Total war requires total effort from the civilian and we have assumed that, in America, this means enthusiasm for our cause, understanding of our danger, willingness to sacrifice, confidence in our leaders, faith in ultimate victory. We may be wrong; total effort in Germany is based more on compulsion and promise than on understanding. But we cannot immediately alter the atmosphere in which we are living. If we could, if our leaders believed that total effort could be achieved more quickly by lies than by truth, it would be their obligation to lie to us. In total war there is no alternative to the most effective weapon. Only the weapon must be effective over a sufficient length of time; the advantage of a lie must be measured against the loss when the lie is shown up; if the balance is greater, over a period of time, than the value of the truth, the lie still must be told. If we are a people able to recognize a lie too fast for it to be effective, the lie must not be used; if we react "correctly" to certain forms of persuasion (as, say, magazine ads and radio commercials), the psychological counterparts of these should be used, at least until a new technique develops.
This is a basis for "the strategy of truth" which Archibald MacLeish set in opposition to the Nazi "strategy of terror". The opposition is not perfect because the Nazis have used the truth plentifully in spreading terror, especially by the use of moving pictures. Their strategy, ethically, is a mixture of truth and lies, in combination; practically speaking, this strategy is on the highest ethical plane because it saves Nazi lives, brings quick victory, protects the State and the people. It is, however, ill-suited to our purposes.
Ethics of Lying
Mr. MacLeish is being an excellent propagandist in the very use of the phrase, "strategy of truth", which corresponds to the President's "solemn pact of truth between government and the people"; there are a hundred psychological advantages in telling us that we are getting the truth; but propaganda has no right to use the truth if the truth ceases to be effective. Lies are easier to tell, but harder to handle; in a democracy they are tricky and dangerous because the conditions for making lies effective have not been created; such conditions were created in Germany; they came easily in other countries where no direct relations between people and government existed.
Before propaganda can lie to us, safely and for our own preservation, honorably and desirably, it must persuade us to give up our whole system of communication, our political habits, our tradition of free criticism. This could be done; but it would be difficult; no propagandist now working in America is cunning and brutal enough to destroy our civil liberties without a struggle which would cost more (in terms of united effort) than it would be worth. We cannot stop in the middle of a war to break down one system of persuasion and create another; the frame of mind which advertising men call "consumer acceptance" is, as they know, induced by a touch of newness in a familiar framework; the new element catches attention but it has to become familiar before it is effective.

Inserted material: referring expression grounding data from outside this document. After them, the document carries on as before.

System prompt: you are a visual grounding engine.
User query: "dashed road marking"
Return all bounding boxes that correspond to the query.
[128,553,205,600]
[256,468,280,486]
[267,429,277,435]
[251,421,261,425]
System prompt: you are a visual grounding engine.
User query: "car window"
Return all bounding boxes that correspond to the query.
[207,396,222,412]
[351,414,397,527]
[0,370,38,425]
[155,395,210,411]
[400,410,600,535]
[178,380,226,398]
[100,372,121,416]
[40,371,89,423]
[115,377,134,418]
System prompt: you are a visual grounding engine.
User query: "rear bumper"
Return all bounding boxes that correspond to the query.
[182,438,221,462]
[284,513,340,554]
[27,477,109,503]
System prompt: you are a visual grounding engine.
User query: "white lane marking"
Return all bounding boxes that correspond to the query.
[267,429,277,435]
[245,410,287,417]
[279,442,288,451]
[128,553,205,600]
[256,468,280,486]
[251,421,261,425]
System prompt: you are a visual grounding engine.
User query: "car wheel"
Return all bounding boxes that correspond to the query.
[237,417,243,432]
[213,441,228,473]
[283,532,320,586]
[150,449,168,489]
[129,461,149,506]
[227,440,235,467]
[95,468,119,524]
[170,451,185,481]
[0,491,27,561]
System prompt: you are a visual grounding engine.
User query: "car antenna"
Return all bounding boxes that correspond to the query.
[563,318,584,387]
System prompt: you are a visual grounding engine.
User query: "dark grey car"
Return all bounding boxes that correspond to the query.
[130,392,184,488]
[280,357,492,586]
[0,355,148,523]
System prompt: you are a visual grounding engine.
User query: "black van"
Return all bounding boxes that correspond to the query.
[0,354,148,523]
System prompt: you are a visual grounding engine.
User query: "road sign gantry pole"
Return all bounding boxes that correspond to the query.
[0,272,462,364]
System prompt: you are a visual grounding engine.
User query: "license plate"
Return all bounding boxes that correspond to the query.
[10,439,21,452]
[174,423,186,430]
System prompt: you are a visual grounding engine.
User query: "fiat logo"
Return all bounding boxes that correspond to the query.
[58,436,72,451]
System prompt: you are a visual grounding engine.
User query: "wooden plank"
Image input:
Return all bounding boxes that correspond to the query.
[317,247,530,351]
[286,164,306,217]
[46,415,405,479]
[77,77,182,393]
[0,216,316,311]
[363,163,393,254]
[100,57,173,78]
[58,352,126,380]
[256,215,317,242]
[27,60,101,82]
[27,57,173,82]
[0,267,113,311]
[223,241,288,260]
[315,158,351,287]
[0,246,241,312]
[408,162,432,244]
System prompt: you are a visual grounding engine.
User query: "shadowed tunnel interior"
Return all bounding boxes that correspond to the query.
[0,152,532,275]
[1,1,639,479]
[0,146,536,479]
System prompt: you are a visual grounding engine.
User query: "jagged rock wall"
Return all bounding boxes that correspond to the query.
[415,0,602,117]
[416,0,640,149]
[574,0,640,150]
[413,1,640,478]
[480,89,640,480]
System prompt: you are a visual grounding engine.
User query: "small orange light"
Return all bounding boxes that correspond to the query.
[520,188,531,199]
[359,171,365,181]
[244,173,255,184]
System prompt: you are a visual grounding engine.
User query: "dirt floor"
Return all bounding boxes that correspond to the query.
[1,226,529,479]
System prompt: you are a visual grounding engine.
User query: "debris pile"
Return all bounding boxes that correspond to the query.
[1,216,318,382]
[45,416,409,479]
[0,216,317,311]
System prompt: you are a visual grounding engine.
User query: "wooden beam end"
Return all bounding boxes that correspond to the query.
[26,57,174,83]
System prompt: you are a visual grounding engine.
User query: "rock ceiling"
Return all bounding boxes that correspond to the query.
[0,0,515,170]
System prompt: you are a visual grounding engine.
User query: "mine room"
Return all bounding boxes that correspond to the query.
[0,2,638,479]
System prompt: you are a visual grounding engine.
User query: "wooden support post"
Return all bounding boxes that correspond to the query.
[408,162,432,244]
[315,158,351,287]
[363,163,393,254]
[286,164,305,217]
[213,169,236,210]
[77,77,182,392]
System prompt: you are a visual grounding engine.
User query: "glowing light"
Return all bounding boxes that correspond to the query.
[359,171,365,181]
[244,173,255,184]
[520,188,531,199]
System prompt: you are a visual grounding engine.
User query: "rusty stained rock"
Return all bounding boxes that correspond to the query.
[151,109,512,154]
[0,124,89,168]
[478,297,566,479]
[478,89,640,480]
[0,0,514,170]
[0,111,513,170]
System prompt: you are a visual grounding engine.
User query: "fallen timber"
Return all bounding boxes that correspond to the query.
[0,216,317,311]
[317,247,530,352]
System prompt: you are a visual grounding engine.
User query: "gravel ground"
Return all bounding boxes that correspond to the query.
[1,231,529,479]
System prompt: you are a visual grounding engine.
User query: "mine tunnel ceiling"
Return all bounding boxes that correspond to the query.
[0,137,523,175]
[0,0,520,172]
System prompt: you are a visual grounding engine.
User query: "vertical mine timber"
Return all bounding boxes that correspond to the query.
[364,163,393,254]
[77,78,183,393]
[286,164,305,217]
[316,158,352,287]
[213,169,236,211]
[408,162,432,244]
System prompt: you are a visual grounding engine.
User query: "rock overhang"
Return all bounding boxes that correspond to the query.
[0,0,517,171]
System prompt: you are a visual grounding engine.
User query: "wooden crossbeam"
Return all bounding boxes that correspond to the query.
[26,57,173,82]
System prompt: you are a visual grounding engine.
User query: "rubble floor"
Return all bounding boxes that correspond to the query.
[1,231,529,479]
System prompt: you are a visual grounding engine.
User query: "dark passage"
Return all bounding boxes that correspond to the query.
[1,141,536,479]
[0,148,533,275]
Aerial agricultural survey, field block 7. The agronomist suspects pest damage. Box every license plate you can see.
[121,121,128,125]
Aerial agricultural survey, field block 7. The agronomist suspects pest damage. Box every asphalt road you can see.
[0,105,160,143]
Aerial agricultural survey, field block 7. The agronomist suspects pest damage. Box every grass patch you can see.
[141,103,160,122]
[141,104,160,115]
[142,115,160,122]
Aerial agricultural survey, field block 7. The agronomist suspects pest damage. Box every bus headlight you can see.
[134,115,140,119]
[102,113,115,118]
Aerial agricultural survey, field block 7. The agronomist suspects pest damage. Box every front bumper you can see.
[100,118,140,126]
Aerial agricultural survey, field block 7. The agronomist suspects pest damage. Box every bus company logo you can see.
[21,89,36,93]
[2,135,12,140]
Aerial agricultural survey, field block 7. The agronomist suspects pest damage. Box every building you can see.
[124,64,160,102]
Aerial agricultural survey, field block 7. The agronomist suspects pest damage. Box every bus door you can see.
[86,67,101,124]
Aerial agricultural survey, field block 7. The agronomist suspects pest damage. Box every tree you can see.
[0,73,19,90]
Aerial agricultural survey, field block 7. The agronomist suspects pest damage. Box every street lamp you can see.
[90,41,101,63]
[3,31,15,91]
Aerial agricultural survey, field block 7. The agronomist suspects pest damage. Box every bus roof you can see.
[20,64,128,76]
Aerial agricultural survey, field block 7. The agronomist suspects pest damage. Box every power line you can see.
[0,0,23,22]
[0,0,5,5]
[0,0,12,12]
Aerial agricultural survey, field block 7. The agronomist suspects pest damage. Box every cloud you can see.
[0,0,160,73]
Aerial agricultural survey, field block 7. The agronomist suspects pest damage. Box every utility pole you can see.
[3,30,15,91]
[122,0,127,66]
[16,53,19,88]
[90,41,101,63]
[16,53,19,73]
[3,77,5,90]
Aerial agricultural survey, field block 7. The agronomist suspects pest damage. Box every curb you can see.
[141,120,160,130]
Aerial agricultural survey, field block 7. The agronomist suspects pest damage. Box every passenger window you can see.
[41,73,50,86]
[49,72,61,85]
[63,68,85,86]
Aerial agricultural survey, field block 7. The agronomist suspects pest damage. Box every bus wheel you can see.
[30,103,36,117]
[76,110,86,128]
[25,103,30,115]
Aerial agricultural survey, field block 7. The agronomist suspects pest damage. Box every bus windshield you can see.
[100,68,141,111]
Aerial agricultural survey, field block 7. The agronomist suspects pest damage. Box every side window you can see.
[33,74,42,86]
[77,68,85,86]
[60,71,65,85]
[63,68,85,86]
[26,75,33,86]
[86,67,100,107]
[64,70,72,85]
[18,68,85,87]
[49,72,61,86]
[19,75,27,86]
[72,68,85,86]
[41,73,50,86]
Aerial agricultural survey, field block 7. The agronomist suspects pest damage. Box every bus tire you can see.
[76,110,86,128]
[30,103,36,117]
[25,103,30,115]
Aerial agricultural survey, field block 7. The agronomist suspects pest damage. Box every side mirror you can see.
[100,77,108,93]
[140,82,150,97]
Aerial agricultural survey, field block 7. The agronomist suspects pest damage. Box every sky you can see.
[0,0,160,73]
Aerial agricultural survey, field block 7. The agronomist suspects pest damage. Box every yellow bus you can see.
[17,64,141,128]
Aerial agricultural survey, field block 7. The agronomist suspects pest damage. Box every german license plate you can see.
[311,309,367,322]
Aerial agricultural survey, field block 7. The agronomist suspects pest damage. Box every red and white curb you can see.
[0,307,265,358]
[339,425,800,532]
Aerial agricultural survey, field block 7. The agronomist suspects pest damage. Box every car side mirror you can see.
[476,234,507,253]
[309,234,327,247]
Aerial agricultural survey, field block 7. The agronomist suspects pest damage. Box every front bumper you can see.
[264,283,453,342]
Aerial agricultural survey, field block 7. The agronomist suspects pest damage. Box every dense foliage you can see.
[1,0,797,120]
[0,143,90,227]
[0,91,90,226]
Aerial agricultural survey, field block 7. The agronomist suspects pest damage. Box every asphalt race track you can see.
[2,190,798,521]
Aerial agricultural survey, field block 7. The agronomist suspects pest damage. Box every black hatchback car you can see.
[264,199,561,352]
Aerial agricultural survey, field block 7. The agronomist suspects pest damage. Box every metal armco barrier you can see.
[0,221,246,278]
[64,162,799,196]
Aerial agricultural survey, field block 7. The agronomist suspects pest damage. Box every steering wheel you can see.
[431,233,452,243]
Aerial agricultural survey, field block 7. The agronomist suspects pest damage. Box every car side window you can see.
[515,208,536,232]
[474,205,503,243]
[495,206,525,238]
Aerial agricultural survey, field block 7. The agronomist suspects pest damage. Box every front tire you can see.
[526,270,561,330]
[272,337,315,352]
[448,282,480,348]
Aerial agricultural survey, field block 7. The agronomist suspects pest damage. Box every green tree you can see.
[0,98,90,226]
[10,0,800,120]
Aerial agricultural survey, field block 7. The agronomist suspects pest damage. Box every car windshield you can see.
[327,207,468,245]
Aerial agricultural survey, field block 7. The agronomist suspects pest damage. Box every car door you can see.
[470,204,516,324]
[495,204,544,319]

Our propagandists, therefore, must use the truth, as they incline to do, but they have to learn its uses. We gain prestige by advertising the truth, even though the use of truth is forced upon us; but we have not yet won approval of the suppression of truth. It is good to use truth as flattery ("You are brave enough to know the truth") but truth also creates fear which (advertisers again know this) is a potent incentive to action. Finally, the use of truth requires the canalization of propaganda; it is too dangerous to be handled by everyone.
The propagandists of our cause include everyone who speaks to the people, sells a bond, writes, broadcasts, publishes, by executive order or private will; they vary in skill and in detailed purpose; they blurt out prejudices and conceal information useful to the citizen. They have not, so far as any one has discovered, lied to the people of America, contenting themselves at first with concealing the extent, or belittling the significance, of our reverses; presently the same sources began to abuse the American people for not being aware of the danger threatening them; and no one officially recognized the connection between ignorance and concealment.
Maxims for Propagandists
It is easy to mark down the detailed errors of propaganda. The more difficult work is to create a positive program; and it is possible that we have been going through an experimental period, while such a program is being worked out in Washington. A few of the requirements are obvious.
Propaganda must be used. Our government has no more right to deprive us of propaganda than it has to deprive us of pursuit planes or bombers or anti-aircraft guns or antitoxin. Propaganda is the great offensive-defensive weapon of the home front; if we do not get it, we should demand it. If what we get is defective, we should protest as we would protest against defective bombsights.